Could the Mongols conquer Europe?

I have heard the geographic-determinist argument for why the Mongols could not have taken Europe, but to my mind it doesn't hold; the Mongols did in fact rule in places beyond the grasslands, notably Song China. Much more convincing is the argument that Mongol imperial unity only had a certain shelf-life and the overwieldy Mongol Empire doomed to break into warring factions eventually. Conquest on a grand scale far from their power-base was only really possible where the Mongols were unified.

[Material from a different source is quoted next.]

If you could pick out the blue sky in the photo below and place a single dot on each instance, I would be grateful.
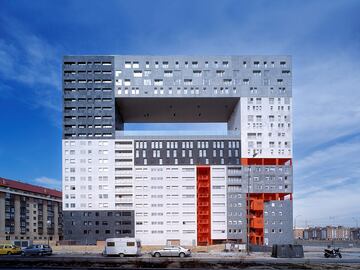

I just know that Mongols were disunited and only raiding Europe after Ogedei's death. Their campaigns in eastern Europe against Poland and Hungary show just how unprepared the squabbling fiefdoms at the edge of (at that time) the world's greatest empire were. These campaigns became merely raids and not organized conquests. They didn't even try to conquer Europe and were focused on family feuds and Asia, Ogodei's death (and Batu's feud with the new Great Khan) caused the recall of the best units of the Mongol standing army under the command of Subutai to Asia.

Adverse terrain, limited grazing and mounting losses that weren't as easily replaced in the west would have slowed them, but once they secure a more permanent occupation of Hungary, they can launch new conquests and greatly reduce their logistics. South China was also even more inhospitable for steppe ponies than Western Europe.

So, what if they actually tried to conquer Europe and were united under Batu Grand Khan and conducted by Subutai Khan?